The divergence in the outcomes of these two cases seems to have been due to differences in the businesses’ insurance policies. While the tavern’s losses were not deemed to be covered due to the lack of physical damage, the dentist’s losses were covered due to the specific policy he had purchased.

The Implications of the Dentist’s Case

The dentist’s case has far-reaching implications for other businesses seeking to claim insurance for losses incurred due to the pandemic. The court rejected the insurance company’s argument that the business income and extra expense policy shouldn’t cover the claim because there was an exclusion in the policy for damages caused by “fungi, wet rot, dry rot, and microbes.” The court asserted that the policy’s definition of “microbe” didn’t include viruses.

The Supreme Court’s Role

The Supreme Court’s decision to hear these appeals underscores the importance of these cases. The court will consider several questions in both cases, focusing on whether the insurance policies should cover losses associated with the COVID-19 pandemic. The outcome of these cases could set a precedent for future disputes over insurance coverage for pandemic-related business losses.

The Future of Business Insurance

These cases highlight the need for clarity in business insurance policies, especially in unprecedented situations like a global pandemic. The outcomes could potentially influence how insurance companies draft their policies in the future and how businesses choose their coverage. The landmark victory of the dentist’s case, in particular, could pave the way for other businesses to claim their pandemic-related losses.
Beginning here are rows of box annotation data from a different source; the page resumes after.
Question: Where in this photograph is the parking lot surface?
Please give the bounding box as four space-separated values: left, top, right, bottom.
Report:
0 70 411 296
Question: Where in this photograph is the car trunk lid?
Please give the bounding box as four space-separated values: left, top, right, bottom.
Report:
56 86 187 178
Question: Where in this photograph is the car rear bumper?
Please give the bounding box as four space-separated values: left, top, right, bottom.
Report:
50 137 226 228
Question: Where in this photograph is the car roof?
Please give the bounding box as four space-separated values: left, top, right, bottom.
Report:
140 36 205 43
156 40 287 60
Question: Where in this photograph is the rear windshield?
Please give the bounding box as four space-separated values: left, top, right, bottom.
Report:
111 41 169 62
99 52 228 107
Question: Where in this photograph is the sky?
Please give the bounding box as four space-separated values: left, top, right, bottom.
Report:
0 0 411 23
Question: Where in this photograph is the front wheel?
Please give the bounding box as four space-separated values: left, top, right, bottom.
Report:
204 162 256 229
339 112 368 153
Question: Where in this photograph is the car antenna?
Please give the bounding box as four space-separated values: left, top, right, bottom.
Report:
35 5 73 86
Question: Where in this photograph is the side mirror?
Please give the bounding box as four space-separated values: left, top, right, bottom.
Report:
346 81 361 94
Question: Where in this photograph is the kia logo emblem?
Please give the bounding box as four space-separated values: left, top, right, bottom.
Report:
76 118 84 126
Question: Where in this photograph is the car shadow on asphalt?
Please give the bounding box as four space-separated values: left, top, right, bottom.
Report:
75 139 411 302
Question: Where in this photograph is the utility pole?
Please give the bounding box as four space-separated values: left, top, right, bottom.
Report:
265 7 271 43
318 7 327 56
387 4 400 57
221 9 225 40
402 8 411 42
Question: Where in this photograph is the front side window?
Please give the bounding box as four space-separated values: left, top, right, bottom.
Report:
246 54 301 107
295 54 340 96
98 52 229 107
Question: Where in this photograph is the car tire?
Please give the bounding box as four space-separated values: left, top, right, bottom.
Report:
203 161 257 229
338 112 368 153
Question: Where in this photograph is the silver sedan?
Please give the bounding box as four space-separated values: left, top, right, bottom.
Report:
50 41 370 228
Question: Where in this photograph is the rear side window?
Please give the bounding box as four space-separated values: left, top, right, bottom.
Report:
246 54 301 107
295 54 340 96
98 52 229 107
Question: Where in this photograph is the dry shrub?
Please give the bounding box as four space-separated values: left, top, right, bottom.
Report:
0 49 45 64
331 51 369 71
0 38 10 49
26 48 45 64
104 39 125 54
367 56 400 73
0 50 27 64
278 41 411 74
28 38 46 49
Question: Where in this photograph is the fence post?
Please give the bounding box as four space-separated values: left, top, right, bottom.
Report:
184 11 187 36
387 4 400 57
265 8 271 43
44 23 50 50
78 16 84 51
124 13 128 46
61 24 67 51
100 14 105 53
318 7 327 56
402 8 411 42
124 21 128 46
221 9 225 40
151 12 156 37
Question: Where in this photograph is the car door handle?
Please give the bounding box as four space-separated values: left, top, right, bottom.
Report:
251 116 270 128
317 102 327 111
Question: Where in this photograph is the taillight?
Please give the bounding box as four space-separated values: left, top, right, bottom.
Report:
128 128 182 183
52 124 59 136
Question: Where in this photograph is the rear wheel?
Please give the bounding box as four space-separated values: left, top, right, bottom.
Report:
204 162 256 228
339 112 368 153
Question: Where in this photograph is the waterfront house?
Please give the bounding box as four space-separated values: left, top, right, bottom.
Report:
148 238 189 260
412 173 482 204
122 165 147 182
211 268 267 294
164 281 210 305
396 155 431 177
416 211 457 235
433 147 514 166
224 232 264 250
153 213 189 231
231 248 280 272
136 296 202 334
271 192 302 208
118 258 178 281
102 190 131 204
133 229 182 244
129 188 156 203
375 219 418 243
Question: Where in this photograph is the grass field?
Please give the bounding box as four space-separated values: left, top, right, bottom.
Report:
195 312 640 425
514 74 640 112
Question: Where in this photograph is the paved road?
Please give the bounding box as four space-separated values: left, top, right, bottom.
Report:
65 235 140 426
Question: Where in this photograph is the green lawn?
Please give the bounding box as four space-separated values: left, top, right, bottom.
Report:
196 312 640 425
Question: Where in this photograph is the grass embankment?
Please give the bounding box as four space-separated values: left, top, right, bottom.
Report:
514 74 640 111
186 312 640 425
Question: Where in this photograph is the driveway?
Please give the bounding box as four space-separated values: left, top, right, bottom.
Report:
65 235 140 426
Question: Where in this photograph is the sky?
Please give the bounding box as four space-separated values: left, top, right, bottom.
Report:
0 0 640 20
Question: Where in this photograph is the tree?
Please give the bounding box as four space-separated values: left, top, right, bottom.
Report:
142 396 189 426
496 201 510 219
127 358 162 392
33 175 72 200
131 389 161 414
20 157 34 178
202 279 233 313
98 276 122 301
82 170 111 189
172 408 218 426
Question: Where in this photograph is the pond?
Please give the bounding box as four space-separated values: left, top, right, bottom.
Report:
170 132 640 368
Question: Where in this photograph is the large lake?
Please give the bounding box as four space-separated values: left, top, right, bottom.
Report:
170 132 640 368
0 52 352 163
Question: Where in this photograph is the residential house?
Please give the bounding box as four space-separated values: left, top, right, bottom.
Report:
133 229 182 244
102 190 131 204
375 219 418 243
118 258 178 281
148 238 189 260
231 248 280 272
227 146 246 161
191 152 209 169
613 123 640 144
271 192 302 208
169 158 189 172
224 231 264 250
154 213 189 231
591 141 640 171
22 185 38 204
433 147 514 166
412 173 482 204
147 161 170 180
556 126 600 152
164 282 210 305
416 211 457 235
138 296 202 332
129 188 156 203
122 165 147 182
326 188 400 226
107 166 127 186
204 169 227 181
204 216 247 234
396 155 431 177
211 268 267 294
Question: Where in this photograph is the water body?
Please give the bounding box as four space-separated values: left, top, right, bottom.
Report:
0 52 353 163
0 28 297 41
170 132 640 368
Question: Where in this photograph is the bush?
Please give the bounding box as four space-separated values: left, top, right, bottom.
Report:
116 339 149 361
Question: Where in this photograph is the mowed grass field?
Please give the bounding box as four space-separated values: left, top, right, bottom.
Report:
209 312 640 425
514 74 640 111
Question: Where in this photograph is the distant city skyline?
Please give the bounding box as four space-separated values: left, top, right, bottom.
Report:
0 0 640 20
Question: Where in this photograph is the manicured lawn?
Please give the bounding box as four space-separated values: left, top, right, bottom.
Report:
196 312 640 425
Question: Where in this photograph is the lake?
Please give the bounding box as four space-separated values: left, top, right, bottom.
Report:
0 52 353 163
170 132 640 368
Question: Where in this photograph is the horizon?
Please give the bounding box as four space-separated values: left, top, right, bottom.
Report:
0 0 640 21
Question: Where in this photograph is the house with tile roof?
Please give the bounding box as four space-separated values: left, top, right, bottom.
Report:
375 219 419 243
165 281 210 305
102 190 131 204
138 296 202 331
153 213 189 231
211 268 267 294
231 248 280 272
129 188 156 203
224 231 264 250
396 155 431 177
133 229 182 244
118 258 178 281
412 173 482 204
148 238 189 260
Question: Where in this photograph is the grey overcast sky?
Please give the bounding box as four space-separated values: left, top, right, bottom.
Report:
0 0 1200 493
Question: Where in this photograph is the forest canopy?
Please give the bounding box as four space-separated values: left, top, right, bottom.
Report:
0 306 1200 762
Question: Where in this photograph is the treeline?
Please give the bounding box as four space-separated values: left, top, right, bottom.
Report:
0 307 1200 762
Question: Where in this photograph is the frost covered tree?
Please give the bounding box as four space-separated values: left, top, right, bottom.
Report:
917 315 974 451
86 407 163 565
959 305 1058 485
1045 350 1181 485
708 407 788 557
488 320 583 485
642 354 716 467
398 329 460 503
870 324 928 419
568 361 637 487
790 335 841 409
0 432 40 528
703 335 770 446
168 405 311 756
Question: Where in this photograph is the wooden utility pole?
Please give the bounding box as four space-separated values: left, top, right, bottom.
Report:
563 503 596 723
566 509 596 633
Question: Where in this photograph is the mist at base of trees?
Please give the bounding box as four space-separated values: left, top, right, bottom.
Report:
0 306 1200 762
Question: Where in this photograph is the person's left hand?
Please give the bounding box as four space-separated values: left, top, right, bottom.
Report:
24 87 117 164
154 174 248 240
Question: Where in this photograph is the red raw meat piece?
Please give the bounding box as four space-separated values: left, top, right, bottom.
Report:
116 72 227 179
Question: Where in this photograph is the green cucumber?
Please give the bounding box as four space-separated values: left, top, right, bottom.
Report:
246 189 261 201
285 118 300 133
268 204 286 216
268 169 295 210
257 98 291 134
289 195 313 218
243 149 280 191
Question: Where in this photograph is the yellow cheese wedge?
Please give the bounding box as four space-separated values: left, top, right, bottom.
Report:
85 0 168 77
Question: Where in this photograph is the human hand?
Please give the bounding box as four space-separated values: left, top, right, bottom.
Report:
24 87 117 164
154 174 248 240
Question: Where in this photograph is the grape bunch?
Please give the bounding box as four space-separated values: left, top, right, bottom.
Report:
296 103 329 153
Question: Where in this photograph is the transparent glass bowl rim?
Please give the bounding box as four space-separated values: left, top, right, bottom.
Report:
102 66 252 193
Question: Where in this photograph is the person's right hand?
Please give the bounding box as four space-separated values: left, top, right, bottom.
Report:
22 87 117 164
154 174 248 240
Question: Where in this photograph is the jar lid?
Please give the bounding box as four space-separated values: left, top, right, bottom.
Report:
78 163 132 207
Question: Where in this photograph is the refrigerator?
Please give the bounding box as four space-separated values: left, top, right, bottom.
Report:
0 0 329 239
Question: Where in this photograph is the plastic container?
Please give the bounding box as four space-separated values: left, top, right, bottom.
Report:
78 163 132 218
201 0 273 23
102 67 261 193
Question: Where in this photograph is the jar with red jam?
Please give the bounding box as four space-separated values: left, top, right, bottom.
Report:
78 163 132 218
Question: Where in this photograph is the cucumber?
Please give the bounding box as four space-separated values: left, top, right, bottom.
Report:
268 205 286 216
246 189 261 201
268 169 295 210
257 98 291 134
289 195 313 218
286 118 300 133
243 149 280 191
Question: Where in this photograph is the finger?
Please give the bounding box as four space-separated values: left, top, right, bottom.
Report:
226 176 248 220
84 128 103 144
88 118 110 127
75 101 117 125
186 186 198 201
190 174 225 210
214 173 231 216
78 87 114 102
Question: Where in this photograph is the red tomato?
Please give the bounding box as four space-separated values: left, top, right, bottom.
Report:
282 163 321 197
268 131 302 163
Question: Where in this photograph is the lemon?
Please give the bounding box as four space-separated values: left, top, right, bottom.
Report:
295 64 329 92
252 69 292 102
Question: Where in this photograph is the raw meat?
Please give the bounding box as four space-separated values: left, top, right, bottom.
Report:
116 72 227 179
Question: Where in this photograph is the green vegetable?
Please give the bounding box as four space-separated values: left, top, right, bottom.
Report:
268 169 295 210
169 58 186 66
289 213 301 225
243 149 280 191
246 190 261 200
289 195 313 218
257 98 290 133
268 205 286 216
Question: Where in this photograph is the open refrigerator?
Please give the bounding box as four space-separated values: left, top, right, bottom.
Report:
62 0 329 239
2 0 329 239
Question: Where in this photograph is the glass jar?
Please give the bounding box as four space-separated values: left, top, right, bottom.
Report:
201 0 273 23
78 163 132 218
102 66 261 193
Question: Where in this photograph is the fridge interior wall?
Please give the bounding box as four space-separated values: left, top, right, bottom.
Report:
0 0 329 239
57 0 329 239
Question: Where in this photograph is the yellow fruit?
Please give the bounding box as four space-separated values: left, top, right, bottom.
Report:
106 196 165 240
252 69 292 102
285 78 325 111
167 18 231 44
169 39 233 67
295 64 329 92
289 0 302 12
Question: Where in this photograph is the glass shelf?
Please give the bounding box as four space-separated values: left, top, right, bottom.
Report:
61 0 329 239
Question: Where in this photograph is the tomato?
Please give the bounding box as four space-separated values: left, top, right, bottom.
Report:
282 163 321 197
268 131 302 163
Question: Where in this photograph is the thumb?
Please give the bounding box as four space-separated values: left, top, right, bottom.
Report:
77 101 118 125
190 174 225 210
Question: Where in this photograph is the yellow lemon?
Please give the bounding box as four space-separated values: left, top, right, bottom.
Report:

The Potential Impact on Business Insurance Costs

The triumph of Smile Savers Dentistry in their insurance dispute could potentially have far-reaching implications on the cost of business insurance, particularly business income interruption insurance.Insurance companies calculate premiums based on the level of risk they are assuming. With this precedent, insurers may now perceive a higher risk in providing business interruption insurance, especially in the context of global crises like a pandemic. This could lead to an increase in the cost of premiums for this type of insurance.Moreover, insurance companies may also revise their policy terms and conditions to clearly define or exclude coverage related to pandemics or similar global events. This could lead to more stringent policy conditions, potentially making it more challenging for businesses to claim insurance in future crises.

However, it’s important to note that these potential changes would largely depend on the regulatory environment and the response of the insurance industry as a whole. The impact could vary significantly across different regions and types of businesses.While this case sets a significant precedent, it’s just one piece of the larger puzzle. The ultimate impact on business insurance costs will be determined by a combination of legal rulings, regulatory decisions, and market dynamics in the insurance industry.

Closing Paragraph

As we navigate the aftermath of the COVID-19 pandemic, these cases serve as a crucial reminder of the legal and financial challenges businesses face. The outcomes will undoubtedly shape the landscape of business insurance and pandemic-related coverage in the future. The victory of the dentist’s case, in particular, serves as a beacon of hope for many businesses seeking to recover their losses. It is a testament to the resilience of businesses in the face of adversity and a reminder that even in the most challenging circumstances, triumph is possible.

Thang Truong

Thang Truong covers small business insurance and small business success at BravoPolicy. He is a licensed P&C insurance agent. Previously, he held product leadership positions at realtor.com, Capital One, NerdWallet, and Mulberry Technology. He holds a MBA degree from UC Berkeley - Haas School of Business.